Attempting to capture the essence of something as complex as a city or its inhabitants is impossible. Stereotypes are robust things and if they contain a grain of truth then Crawford captures them as well as anyone. Glasgow, he writes, displays ‘a generosity of spirit that comes from shared endurance of often adverse urban predicament’.
He also has a keen eye for the built environment and the skill to convey his obvious passions in the most readable way: discussing the work of William MacTaggart he claims, ‘If wild Scottish weather could paint, it would paint like this’. Professor of modern Scottish literature at St Andrews University, he has an easy command of both the literary products and representations of the two places.
This mastery of the subject can, however, manifest itself in unnecessary ways. On too many occasions, for example, he feels the need to chaperone historical dates with a reference to an event in the life of Robert Burns, Sir Walter Scott or Robert Louis Stevenson. In his political assessments, both historical and contemporary, he demonstrates less sophistication but his nationalist sympathies come through clearly enough.
In one section he writes of ‘a British empire led by England but with Scotland contributing administrative nous and expendable fighting force’. This is a confusing and complacent assessment of Scotland’s enthusiastic embrace of empire that has been challenged in the past decade by Tom Devine and others. A corrective is offered later when he writes of Glaswegians being ‘in thrall to their dreams of empire’.
Reading the book, it is possible to conclude that Glasgow and Edinburgh are at different stages in the lifecycle of the city. Glasgow, with the relatively recent disappearance of the industry that gave it such prominence and dirty prestige, holds the most traumatic process in its history within the collective living memory.
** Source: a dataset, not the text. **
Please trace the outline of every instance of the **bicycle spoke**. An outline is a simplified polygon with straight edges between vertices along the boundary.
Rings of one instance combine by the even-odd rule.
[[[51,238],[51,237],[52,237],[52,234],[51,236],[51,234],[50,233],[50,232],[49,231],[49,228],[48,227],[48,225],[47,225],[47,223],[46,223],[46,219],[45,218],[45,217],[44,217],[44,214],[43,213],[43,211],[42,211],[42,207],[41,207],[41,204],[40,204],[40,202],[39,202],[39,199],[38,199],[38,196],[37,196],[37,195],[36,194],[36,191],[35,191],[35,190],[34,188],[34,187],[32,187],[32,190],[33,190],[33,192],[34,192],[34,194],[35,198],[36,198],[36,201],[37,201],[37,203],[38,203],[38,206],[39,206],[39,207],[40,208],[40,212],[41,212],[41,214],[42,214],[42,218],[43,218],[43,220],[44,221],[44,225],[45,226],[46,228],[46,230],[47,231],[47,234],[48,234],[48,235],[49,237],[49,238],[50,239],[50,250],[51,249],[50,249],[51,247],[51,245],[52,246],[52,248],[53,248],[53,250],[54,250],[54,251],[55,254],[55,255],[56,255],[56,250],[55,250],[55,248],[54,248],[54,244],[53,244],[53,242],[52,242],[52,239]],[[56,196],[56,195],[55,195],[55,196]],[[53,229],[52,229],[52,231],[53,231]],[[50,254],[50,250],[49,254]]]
Edinburgh, on the other hand, has long since dealt with the loss of royal court and parliament. It was rejuvenated by becoming, in Crawford’s words, a ‘wonderful museum of itself’ from the 19th century onwards. Intellectually it had been revitalised in the previous century by becoming the furnace of the Scottish Enlightenment. The return of the parliament and the festival(s) give it both national and international significance.
Glasgow, like a person made redundant, is still trying to find a satisfying new direction. These are cities that have exerted a disproportionate influence for centuries now and it is still possible to detect a belief in their ability to overachieve, despite having a combined population roughly equal to Calgary.
Crawford concludes proceedings with a coda at the Falkirk Wheel which he describes, in the final sentence of the book, as ‘a thoroughgoing, lasting and utterly compelling handshake between Glasgow and Edinburgh’. Call it a draw I suppose. Books about cities can be achievements in two different ways. First, for the person reading of the city in which they reside, they make the mundane worthy of new appreciation. Second, they impress themselves upon the outsider to such an extent that they simply have to visit.
‘On Glasgow and Edinburgh’ is a book not without its flaws but it largely manages to do both. It commands us to appreciate the history and contemporary richness of two great cities, just across the road from each other, in one relatively small country.